For further information, please contact:
Peter Nordkild, CEO, Asarina Pharma AB
Phone: +45 25 47 16 46
E-mail: peter.nordkild@asarinapharma.com
About Asarina Pharma
We are a Swedish biotech company developing Sepranolone for allopregnanolone-related stress, and compulsivity-driven disorders. Our product pipeline is built on over 40 years of research into allopregnanolone-related neurological disorders. With our new family of GAMSA compounds (GABAA Modulating Steroid Antagonists) we aim to deliver a new generation of efficacious and safe drugs for still widely untreated neuroendocrinological conditions.
About PMDD
Premenstrual dysphoric disorder (PMDD) is a severe neuroendocrinological condition affecting 4-8 percent of women of fertile age worldwide. The condition is often highly socially impairing with cyclical, often personality-altering symptoms that build up in the luteal phase (the two weeks before a period), peak in the week directly before menstruation, and then recede quickly when the period starts. Emotional symptoms include extreme mood changes, severe irritability and/or anger, depression, anxiety and feelings of hopelessness and low self-worth. In May 2019 PMDD received its own classification code, GA34.41, as a gynecological disease in the WHO International Classification of Diseases, ICD-11.

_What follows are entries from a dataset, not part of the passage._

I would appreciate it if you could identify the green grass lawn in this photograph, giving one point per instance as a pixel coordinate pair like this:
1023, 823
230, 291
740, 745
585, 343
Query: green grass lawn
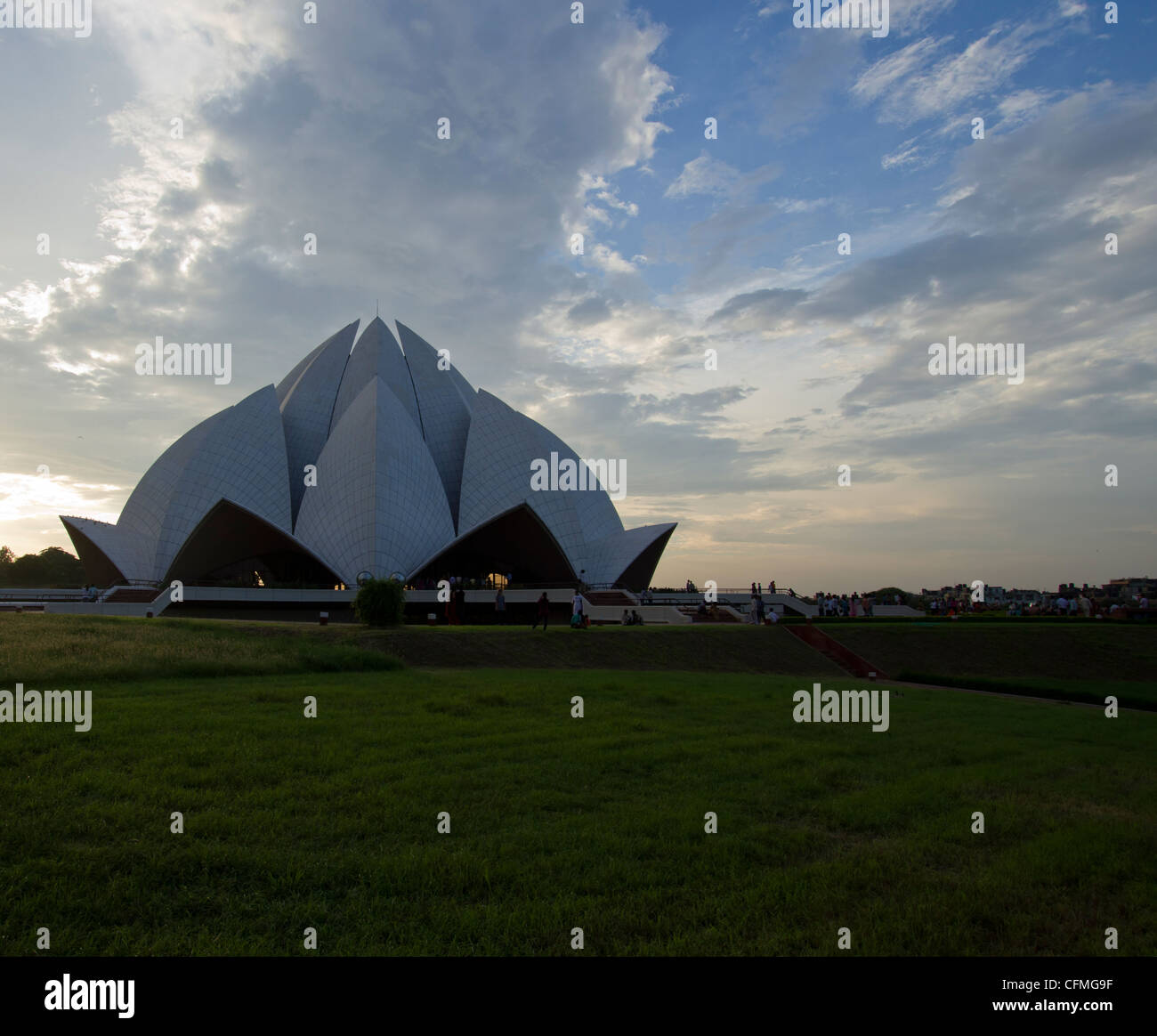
559, 822
37, 650
1082, 661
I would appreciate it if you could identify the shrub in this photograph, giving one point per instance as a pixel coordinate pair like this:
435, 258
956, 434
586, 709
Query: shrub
381, 602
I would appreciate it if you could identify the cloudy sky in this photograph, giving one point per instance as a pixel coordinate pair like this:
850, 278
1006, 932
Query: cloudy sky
690, 245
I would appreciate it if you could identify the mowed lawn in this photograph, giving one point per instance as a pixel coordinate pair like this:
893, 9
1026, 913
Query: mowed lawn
558, 823
1084, 661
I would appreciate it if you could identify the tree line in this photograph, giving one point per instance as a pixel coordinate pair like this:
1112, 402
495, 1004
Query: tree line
51, 567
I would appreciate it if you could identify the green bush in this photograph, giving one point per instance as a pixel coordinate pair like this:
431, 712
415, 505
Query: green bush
381, 602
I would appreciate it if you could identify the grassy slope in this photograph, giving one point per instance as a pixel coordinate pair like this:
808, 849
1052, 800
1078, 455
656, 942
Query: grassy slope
43, 650
559, 822
1082, 661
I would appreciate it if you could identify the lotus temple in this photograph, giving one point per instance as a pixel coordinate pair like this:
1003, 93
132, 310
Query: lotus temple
368, 458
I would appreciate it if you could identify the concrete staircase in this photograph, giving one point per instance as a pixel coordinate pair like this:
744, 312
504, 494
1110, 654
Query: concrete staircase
843, 657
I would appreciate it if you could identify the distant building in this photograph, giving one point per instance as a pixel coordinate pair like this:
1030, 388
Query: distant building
367, 458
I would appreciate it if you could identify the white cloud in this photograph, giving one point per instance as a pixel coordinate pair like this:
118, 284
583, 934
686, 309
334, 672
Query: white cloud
704, 175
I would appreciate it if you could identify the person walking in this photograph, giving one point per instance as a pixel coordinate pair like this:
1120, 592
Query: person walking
542, 612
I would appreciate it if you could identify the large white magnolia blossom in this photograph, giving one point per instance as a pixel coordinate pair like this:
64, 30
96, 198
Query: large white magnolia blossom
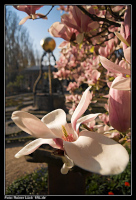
89, 150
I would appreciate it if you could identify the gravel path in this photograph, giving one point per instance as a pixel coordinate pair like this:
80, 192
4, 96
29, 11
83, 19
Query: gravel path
15, 168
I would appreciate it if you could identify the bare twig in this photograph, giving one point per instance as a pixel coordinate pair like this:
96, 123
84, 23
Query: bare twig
46, 14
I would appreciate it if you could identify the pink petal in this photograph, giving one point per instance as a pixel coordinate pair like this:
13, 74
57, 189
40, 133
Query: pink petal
113, 67
127, 54
96, 153
41, 16
54, 121
32, 146
31, 124
121, 83
82, 106
85, 119
28, 9
120, 109
122, 38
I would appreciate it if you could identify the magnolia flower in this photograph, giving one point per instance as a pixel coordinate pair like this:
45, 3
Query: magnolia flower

About Asarina Pharma’s phase IIb PMDD study
The phase IIb study was a randomized, double-blind, placebo-controlled study carried out in 14 study centers in Sweden, the UK, Poland and Germany. 206 patients, average age 33 years, were randomized after completing the screening. 547 menstrual cycles were evaluated, the average menstrual cycle length in baseline cycles was 28.1 days with 90 percent of cycles having less than ±2 days cycle length difference. Patients administered their own 0.4 mL injections using a prefilled single-use syringe. Two doses were administered, 10 and 16 mg per dose. Treatment began 14 days prior to estimated start of next menstruation, running every second day during the luteal phase up until the beginning of menstruation, with a maximum 7 doses per cycle. Patients filled in a daily rating of severity of problems, DRSP, of 11 PMDD symptoms. The primary endpoint of the study was calculated from the late luteal phase total symptom score (LmaxSum21), as the difference between the average scores of two baseline cycles and the average score in the treatment cycles. The reduction in these scores was compared between actively treated and placebo treated patients. The average baseline score was 85 points, corresponding to patients having moderate to severe PMDD symptoms. Study treatment reduced the effect score by 27.9 points in the placebo group, compared to 30.3 in the active Sepranolone group, resulting in minimal to mild PMDD symptoms during treatment.